Ab 1. Dezember 2020 wechsle neben der Rechtsberatung im Asylverfahren auch die Zuständigkeit für Bundesbetreuungsquartiere zur Betreuungsagentur des Bundes (BBU). Dieser Wechsel könne zu einer nachhaltigen Reform der Flüchtlingsunterbringung beitragen, so Moser. Wichtig sei jedoch, „jetzt darüber nachzudenken, welche Art des Wohnens und der Betreuung die Menschen, die in Österreich um Schutz ansuchen, tatsächlich brauchen“.

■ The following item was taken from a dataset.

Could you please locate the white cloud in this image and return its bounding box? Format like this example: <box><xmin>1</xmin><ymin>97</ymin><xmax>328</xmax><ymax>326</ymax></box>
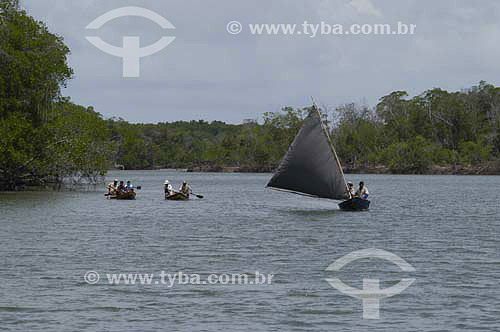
<box><xmin>350</xmin><ymin>0</ymin><xmax>382</xmax><ymax>17</ymax></box>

So seien unter den Neuankommenden viele Menschen, die nach EU-Aufnahmerichtlinie „besonders schutzbedürftig“ seien: Personen, die etwa Folter, Vergewaltigung oder andere Formen schwerer psychischer, körperlicher oder sexueller Gewalt erlitten haben, aber auch Schwangere, Ältere und Gebrechliche, Menschen mit Behinderungen oder unbegleitete Minderjährige. Dazu kämen Personen, die aufgrund ihrer sexuellen Orientierung oder ihrer Geschlechtsidentität besonders geschützt werden müssten. „Sie alle sind entsprechend ihren Bedürfnissen unterzubringen und zu betreuen“, was bislang kaum geschehen sei.
Konzept für vier Phasen der Unterbringung
Ein neues Konzept zur Unterbringung solle in vier Phasen gegliedert sein: „Die Abklärung des Betreuungsbedarfs, die angemessene Unterbringung, die dazu passende individuelle Betreuung und ein regelmäßiges ‚Update‘.“ Zunächst sei die Aufmerksamkeit auf ein ausführliches und vertrauliches Aufnahmegespräch unmittelbar nach Ankunft in der Erstaufnahmeeinrichtung zu legen; dort solle ein besonderer Betreuungsbedarf festgestellt werden. Dann müsse eine Form der Unterbringung ermittelt werden, die den Bedürfnissen der jeweiligen Person am ehesten entspreche. So sei es zum Beispiel sinnvoll, eine alleinstehende Frau mit Kleinkind gemeinsam mit anderen alleinstehenden Frauen unterzubringen. „Für die Betreuung entsteht dadurch kein Mehraufwand, für das Sicherheitsgefühl und das Wohlbefinden der Frau macht das aber einen großen Unterschied“, betont Moser.
Weiters brauche es die Evaluierung und Neubewertung der Unterbringung im Einzelfall und ein allfälliges „Update“, das eine regelmäßige Anpassung im Wohn- und Betreuungsbedarf ermögliche. Hier müsse es die Möglichkeit geben, dass Menschen in kleinere, individuelle Unterbringungsformen wechseln können.
Wichtig sei auch, dass es in den neuen Aufnahmeeinrichtungen des Bundes auch ein professionelles externes Freiwilligenmanagement gebe, fordert die Diakonie. „Der Zugang für zivilgesellschaftliche Organisationen und engagierte Bürger und Bürgerinnen muss möglich sein, damit die dort lebenden Menschen Unterstützung beim Start in ihr neues Leben bekommen“, so Moser.